Apparently she thought it was something that would be self-evident, though I don’t know why. We had made love almost daily, since we had met, and Sally seemed to enjoy it as much as I did. Then, abruptly, we weren’t making love anymore. What she really meant when she said she didn’t want to fuck was that she was through with me sexually. At first I couldn’t believe it. It was too abrupt. We didn’t taper off, we didn’t grind slowly to a halt, we just stopped. I made passes and Sally rejected them with a single look, a look that made me feel I had absolutely no right to touch her. For a few days I held back, thinking it was a mood. Surely it was a mood. She liked sex too much for it not to be a mood. We had been having enjoyable times—there was no reason for them just to stop.
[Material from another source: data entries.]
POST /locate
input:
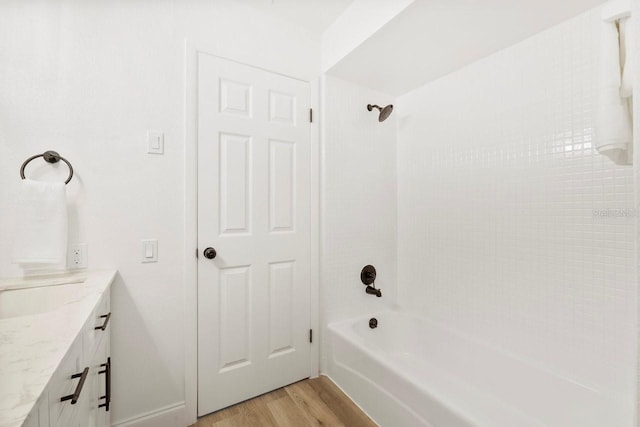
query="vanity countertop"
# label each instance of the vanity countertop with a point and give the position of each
(32, 346)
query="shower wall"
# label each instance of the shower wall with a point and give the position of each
(358, 204)
(511, 228)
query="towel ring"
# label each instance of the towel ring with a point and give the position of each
(49, 157)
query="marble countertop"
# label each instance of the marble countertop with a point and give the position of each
(32, 347)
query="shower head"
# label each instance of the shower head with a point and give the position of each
(384, 111)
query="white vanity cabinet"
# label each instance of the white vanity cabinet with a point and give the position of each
(79, 392)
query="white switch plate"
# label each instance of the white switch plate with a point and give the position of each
(155, 142)
(78, 255)
(149, 250)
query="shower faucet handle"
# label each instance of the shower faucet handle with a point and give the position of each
(368, 275)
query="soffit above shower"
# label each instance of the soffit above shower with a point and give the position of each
(431, 38)
(314, 16)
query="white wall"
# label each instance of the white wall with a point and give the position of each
(88, 79)
(358, 203)
(497, 184)
(361, 20)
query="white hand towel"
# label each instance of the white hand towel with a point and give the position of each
(41, 232)
(613, 122)
(626, 56)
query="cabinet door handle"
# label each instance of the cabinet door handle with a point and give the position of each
(107, 379)
(76, 394)
(106, 318)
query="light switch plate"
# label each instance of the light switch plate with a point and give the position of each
(149, 250)
(155, 142)
(78, 255)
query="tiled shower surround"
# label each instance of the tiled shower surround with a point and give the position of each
(513, 230)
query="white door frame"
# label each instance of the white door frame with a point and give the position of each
(191, 225)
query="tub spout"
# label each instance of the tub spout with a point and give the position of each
(373, 291)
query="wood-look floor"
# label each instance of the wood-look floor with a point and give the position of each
(311, 402)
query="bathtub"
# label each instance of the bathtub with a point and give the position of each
(412, 372)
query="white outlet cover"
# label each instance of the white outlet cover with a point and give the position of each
(78, 255)
(155, 142)
(149, 250)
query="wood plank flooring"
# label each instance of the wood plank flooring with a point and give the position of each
(311, 402)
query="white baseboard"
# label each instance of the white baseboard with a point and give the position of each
(170, 416)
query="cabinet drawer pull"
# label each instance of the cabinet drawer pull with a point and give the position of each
(76, 394)
(106, 318)
(107, 379)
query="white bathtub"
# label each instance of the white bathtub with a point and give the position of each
(411, 372)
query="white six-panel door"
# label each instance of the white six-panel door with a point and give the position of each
(253, 208)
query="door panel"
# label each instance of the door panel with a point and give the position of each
(253, 208)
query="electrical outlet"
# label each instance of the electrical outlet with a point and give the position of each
(78, 256)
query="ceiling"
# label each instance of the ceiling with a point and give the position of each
(313, 16)
(431, 38)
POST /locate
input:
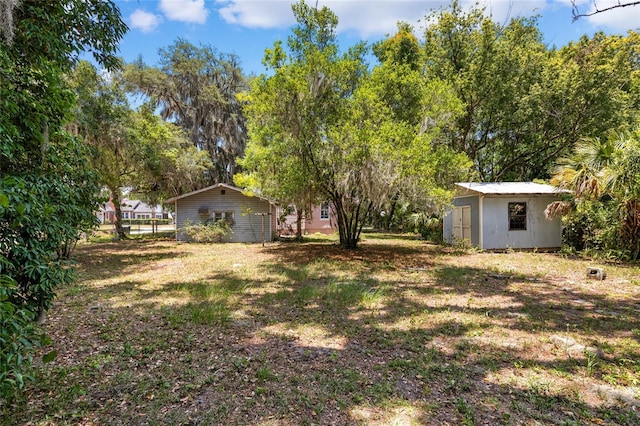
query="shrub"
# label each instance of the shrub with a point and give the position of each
(18, 338)
(215, 232)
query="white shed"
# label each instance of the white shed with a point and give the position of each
(501, 215)
(248, 215)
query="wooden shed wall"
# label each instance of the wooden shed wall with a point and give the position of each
(247, 225)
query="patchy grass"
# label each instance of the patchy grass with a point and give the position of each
(396, 332)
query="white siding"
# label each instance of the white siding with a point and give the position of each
(540, 232)
(247, 225)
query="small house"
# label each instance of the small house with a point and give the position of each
(320, 219)
(250, 217)
(502, 215)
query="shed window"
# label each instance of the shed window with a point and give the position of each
(324, 211)
(517, 216)
(227, 216)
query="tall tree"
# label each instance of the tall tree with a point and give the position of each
(324, 113)
(525, 105)
(47, 190)
(132, 149)
(604, 177)
(197, 88)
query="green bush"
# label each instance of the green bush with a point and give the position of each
(215, 232)
(18, 338)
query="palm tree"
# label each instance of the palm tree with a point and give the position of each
(605, 169)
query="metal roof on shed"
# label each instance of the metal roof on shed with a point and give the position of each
(510, 188)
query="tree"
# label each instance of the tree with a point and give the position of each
(197, 88)
(47, 190)
(603, 175)
(132, 149)
(524, 105)
(325, 115)
(596, 10)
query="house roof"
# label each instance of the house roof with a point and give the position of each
(208, 188)
(509, 188)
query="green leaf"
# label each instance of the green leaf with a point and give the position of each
(50, 356)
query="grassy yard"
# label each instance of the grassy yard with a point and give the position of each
(397, 332)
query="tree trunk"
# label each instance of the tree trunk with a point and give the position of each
(299, 214)
(350, 222)
(115, 199)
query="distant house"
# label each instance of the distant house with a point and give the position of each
(247, 215)
(130, 209)
(503, 215)
(322, 219)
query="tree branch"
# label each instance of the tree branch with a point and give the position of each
(577, 14)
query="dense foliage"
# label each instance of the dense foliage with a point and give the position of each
(132, 149)
(603, 215)
(526, 105)
(47, 189)
(324, 127)
(196, 88)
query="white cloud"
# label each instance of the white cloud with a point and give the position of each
(144, 21)
(365, 18)
(191, 11)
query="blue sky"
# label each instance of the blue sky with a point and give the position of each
(247, 27)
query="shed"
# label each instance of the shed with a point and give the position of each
(248, 215)
(502, 215)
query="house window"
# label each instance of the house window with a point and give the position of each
(517, 216)
(324, 211)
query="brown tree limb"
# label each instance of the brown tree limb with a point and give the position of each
(577, 14)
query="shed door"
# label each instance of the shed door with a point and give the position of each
(462, 223)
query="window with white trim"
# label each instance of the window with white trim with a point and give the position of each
(324, 211)
(517, 216)
(227, 216)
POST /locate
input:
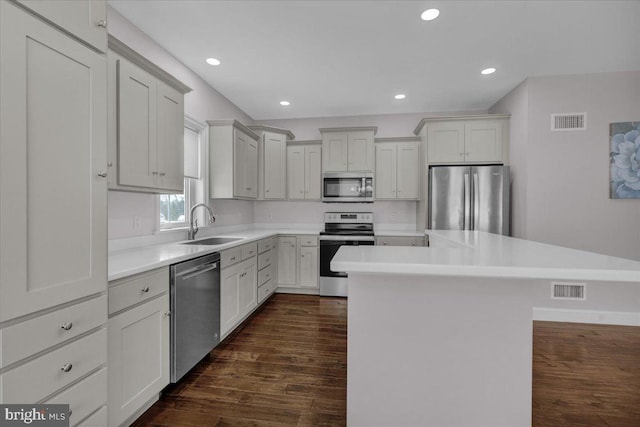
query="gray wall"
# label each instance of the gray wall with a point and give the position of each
(566, 174)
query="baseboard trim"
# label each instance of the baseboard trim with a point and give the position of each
(587, 316)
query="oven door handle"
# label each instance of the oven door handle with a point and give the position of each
(347, 238)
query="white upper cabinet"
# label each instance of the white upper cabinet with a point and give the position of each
(53, 189)
(472, 139)
(304, 171)
(146, 123)
(348, 149)
(86, 20)
(397, 169)
(233, 160)
(272, 162)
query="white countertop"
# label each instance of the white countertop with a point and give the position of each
(486, 255)
(127, 262)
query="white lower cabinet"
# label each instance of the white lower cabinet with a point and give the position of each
(238, 286)
(138, 350)
(287, 260)
(298, 263)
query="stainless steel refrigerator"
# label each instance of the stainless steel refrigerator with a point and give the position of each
(469, 198)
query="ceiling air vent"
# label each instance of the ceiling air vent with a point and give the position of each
(568, 291)
(569, 121)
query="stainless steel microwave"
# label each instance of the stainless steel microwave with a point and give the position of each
(347, 187)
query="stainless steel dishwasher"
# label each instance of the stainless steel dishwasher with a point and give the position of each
(195, 312)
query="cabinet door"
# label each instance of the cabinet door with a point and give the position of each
(240, 141)
(308, 267)
(361, 151)
(229, 298)
(52, 148)
(296, 172)
(136, 126)
(287, 260)
(170, 138)
(275, 170)
(86, 20)
(483, 141)
(386, 161)
(445, 142)
(248, 286)
(251, 169)
(313, 173)
(335, 152)
(138, 355)
(408, 175)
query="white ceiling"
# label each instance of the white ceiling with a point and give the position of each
(338, 58)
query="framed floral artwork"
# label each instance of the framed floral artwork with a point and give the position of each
(624, 157)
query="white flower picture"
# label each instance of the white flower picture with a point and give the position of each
(624, 156)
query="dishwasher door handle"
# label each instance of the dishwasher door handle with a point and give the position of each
(192, 272)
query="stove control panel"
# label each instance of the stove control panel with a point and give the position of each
(348, 217)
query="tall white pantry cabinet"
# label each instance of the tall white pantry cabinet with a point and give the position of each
(53, 193)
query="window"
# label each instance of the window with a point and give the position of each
(174, 208)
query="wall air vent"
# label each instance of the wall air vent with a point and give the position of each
(569, 121)
(568, 291)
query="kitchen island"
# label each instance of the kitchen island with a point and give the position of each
(442, 336)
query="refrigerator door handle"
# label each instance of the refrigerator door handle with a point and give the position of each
(476, 202)
(467, 203)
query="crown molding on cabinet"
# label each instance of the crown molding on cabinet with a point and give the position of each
(424, 121)
(350, 129)
(258, 128)
(399, 139)
(236, 124)
(126, 52)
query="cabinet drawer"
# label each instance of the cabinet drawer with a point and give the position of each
(266, 244)
(140, 288)
(230, 257)
(264, 275)
(249, 250)
(400, 241)
(265, 259)
(42, 376)
(265, 290)
(308, 240)
(34, 335)
(84, 397)
(97, 419)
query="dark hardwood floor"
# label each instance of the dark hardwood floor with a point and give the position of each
(287, 366)
(586, 375)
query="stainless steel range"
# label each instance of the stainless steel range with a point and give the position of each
(341, 228)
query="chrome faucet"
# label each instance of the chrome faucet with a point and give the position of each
(193, 228)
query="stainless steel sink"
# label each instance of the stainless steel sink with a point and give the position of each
(213, 241)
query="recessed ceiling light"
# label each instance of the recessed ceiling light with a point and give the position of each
(430, 14)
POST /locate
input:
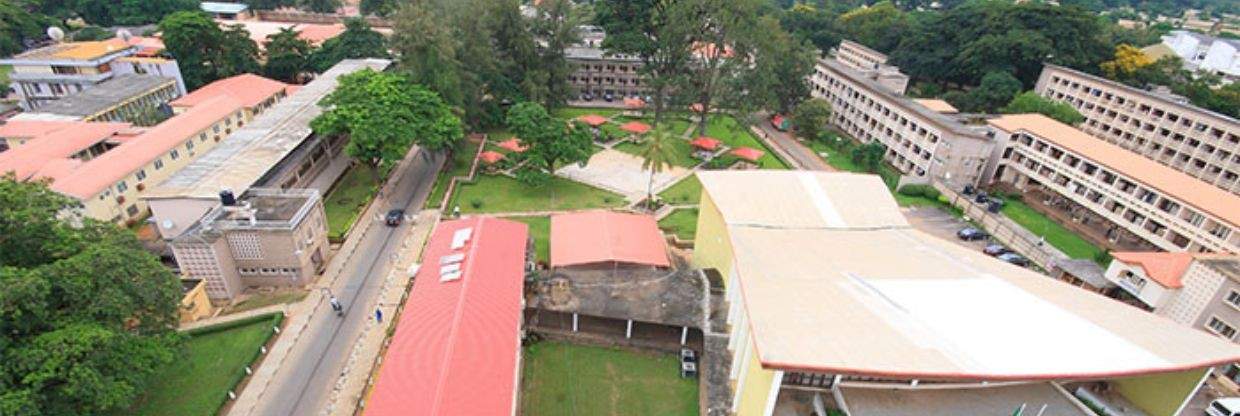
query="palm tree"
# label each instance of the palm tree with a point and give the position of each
(656, 157)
But they stopped without a reason. I let a few days pass and tried again. Same look. She looked at me the way she might have looked if a total stranger had walked up and put his hand on her cunt. The look made me a little desperate. I was her husband—I had some rights. I decided to be firm. I tried to ignore the look and keep on with my pass. Sally frowned once, but then her look changed. She looked completely indifferent. She didn’t let my making a pass at her discommode her at all. She didn’t even look unpleasant. She looked as if she were lying in bed alone, thinking about something remote, like the isles of Greece. I had proceeded to the point of getting between her legs—I was pretty determined—but somehow her look of pleasant indifference wrecked my play. I felt awkward and stupid. Why had I thought I wanted to make love to a woman who wasn’t even affected by my presence between her legs? It was absurd. Sally didn’t look cold or stiff or frigid. She looked like a warm, lovely woman who happened to be lying in bed alone. The attentions I tried to pay her were so ghostlike they didn’t even make her look jostled. It was an eerie
moment—I didn’t entirely forget it for months, and as months followed months I became very unclear about it. Maybe I didn’t really get between her legs or go inside her. I ceased to know. But when I spoke again that night I wasn’t between her legs.

“Sally, what’s happening?” I asked.

She was completely silent. I was not sure she had heard me. I couldn’t make her feel and I couldn’t make her hear.

“Tell me what’s wrong,” I said. “I don’t understand why.”

“There doesn’t have to be a why,” she said, turning over.

That was virtually her only comment on the change in our lives. She sat up and picked up her comb and began to pick the hairs out of it, and when she had done that she went to sleep. I stayed awake for hours, maybe for weeks. I can’t remember having really slept, in my months on Jones Street. I made no more passes at Sally and I didn’t even try to talk to her about what was happening. The fog, San Francisco, and the new Sally were too much for me. She had convinced me of my nonexistence, I guess. She was not a talking person, and I all but lost my powers of speech. She never complained and she was not bitter. She was just finished with me. Her body told me so a hundred times a day. If I put my hand on her shoulder at night her body automatically shrugged it off. The authority with which I was rejected simply numbed me. I sank within a few days into a state of glum will-lessness. In my most optimistic moments I assumed that things would change, sometime, somehow. Sally was very happy. Sooner or later she was bound to notice me again. A light that had been switched off would be switched on again, eventually. Even if she didn’t love me she was bound to want to screw, sometime. She liked it too much to give it up overnight.